Mercedes were previously the dominant force on the 5.451km Shanghai circuit, winning six times from 2012.

But the Silver Arrows have struggled again this season.

Both failed to finish in Melbourne and in the last race, the Japanese GP, George Russell and Hamilton were seventh and ninth respectively.

It was a Red Bull one-two at Suzuka and Mercedes were also well beaten by both Ferraris, with the McLaren of Lando Norris and Aston Martin’s Fernando Alonso finishing ahead of Russell as well.

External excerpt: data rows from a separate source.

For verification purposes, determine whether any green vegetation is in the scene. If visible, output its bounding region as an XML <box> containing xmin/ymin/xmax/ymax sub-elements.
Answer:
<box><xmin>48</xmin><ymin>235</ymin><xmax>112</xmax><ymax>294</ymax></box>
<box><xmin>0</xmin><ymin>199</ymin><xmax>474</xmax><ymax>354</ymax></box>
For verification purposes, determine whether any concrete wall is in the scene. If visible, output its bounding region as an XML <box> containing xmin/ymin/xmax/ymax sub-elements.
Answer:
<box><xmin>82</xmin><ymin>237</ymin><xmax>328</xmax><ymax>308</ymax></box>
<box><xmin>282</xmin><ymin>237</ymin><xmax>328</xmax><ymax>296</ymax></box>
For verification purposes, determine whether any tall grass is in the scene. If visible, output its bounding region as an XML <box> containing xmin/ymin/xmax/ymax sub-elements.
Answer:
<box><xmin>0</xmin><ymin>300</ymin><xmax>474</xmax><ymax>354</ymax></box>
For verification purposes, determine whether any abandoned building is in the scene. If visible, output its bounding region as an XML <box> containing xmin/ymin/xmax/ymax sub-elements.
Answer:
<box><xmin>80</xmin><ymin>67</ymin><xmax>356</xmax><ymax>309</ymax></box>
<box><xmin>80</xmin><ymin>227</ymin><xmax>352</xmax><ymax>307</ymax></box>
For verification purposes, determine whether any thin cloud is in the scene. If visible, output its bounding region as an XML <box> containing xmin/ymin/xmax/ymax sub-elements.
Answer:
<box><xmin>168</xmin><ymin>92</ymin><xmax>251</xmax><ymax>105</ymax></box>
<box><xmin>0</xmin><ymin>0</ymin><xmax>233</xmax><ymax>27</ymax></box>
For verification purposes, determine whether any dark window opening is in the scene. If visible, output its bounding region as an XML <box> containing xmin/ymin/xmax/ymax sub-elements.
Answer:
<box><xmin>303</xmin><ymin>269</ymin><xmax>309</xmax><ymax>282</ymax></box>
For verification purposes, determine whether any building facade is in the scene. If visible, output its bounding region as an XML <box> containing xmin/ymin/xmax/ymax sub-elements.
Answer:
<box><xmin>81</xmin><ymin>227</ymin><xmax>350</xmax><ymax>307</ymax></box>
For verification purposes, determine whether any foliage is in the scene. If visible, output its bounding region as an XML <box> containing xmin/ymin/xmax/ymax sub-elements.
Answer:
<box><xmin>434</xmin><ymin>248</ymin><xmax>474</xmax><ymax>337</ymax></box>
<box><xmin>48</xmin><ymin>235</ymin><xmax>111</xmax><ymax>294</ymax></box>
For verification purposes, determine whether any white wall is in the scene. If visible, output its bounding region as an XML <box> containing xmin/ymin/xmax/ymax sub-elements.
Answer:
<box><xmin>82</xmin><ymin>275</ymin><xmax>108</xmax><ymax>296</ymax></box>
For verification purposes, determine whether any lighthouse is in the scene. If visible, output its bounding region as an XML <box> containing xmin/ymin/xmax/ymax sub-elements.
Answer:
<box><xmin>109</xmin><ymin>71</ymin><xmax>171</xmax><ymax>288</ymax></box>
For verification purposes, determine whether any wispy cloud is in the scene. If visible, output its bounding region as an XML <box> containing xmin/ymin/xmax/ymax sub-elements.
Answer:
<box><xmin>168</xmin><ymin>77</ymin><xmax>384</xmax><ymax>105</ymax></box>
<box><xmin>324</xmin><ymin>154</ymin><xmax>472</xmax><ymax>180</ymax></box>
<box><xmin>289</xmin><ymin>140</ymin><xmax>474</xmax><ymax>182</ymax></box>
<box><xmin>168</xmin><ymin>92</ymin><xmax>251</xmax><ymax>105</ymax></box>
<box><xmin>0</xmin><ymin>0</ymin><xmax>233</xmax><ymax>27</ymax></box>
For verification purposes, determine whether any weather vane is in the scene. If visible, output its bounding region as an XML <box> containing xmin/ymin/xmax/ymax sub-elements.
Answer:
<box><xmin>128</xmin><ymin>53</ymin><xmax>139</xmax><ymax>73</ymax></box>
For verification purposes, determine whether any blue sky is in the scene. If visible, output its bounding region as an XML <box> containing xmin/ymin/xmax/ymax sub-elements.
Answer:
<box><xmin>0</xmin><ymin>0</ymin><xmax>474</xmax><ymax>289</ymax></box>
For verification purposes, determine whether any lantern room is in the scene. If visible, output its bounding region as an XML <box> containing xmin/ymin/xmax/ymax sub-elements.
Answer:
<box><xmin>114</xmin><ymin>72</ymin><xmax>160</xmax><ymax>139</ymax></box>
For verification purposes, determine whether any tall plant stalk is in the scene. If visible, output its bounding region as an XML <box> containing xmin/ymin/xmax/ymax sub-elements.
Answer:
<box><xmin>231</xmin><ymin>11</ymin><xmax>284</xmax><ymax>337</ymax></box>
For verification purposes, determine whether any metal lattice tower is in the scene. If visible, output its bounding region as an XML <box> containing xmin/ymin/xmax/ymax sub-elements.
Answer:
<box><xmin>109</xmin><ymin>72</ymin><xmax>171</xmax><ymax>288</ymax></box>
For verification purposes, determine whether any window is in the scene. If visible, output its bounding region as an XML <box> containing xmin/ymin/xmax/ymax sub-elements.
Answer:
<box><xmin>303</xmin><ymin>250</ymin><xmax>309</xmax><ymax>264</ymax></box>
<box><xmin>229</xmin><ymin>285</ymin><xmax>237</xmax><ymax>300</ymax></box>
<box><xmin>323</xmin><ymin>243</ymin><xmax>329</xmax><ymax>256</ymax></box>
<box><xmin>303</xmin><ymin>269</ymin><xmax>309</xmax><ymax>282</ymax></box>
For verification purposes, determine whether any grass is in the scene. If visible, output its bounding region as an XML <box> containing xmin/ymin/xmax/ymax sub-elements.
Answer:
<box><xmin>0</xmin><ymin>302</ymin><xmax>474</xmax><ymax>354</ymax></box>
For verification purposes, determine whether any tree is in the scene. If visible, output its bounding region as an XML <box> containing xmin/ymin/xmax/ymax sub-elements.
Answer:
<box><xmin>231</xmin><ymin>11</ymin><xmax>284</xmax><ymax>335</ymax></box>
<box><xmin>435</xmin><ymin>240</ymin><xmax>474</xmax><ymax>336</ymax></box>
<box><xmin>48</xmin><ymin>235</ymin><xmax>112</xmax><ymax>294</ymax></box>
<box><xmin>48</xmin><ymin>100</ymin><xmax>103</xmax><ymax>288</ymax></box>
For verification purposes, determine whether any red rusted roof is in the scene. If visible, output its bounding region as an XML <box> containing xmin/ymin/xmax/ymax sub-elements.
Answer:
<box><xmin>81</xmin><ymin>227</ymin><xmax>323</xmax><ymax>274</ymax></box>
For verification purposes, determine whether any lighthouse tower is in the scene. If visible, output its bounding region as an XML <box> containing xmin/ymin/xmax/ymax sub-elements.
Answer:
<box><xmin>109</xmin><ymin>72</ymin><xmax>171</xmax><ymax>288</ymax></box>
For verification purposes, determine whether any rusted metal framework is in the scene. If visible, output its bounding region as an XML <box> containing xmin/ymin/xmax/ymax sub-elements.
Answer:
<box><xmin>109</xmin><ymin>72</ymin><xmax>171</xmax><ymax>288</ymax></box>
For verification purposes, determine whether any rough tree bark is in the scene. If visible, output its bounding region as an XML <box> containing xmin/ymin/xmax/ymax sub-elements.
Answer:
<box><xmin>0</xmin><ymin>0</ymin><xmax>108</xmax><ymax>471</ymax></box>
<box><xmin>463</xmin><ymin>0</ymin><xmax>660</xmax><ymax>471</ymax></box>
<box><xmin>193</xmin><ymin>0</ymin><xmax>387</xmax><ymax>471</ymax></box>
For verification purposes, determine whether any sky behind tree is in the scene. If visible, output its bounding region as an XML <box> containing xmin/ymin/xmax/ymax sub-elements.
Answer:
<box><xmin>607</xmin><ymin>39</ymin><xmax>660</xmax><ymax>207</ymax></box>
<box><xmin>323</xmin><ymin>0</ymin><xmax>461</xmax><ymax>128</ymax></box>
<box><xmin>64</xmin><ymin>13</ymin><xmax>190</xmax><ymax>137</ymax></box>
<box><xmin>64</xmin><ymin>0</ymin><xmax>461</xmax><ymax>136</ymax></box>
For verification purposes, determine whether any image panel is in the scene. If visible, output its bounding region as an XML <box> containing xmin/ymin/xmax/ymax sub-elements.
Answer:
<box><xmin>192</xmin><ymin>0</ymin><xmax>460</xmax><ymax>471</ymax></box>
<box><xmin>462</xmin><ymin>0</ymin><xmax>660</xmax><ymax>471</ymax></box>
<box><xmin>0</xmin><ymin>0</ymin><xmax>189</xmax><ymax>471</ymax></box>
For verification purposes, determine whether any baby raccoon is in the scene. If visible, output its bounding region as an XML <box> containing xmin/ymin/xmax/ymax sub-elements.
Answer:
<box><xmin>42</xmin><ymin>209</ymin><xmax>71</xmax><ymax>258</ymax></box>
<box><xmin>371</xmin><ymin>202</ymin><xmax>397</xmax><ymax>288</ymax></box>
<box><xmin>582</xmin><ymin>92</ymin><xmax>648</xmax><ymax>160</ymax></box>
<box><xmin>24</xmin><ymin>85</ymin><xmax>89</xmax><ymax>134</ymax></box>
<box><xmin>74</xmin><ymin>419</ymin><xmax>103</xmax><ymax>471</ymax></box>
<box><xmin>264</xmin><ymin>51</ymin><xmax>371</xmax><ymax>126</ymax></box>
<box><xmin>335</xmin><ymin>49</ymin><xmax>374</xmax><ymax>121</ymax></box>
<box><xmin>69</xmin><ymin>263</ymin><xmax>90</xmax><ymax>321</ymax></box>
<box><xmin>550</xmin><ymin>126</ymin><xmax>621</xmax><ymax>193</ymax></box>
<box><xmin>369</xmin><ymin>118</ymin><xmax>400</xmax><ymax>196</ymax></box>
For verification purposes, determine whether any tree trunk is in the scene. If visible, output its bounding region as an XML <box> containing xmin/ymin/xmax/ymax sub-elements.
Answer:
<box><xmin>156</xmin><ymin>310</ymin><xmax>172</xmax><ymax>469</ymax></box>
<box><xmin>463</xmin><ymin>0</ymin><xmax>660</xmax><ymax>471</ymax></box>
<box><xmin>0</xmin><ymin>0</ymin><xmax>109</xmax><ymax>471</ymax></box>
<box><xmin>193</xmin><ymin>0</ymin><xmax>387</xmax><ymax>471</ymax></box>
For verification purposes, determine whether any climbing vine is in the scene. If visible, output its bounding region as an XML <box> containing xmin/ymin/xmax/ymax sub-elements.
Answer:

Ferrari’s Charles Leclerc and Sainz look the most likely to challenge the dominance of Verstappen and Red Bull teammate Sergio Perez.

Leclerc said Ferrari’s race pace was not the issue, it was qualifying they needed to improve.

“We’ve had some difficulties putting the tyres in the right window on the out laps in qualifying,” said the Monegasque.

“So we really have to focus on that to make sure we can put it all together in China.”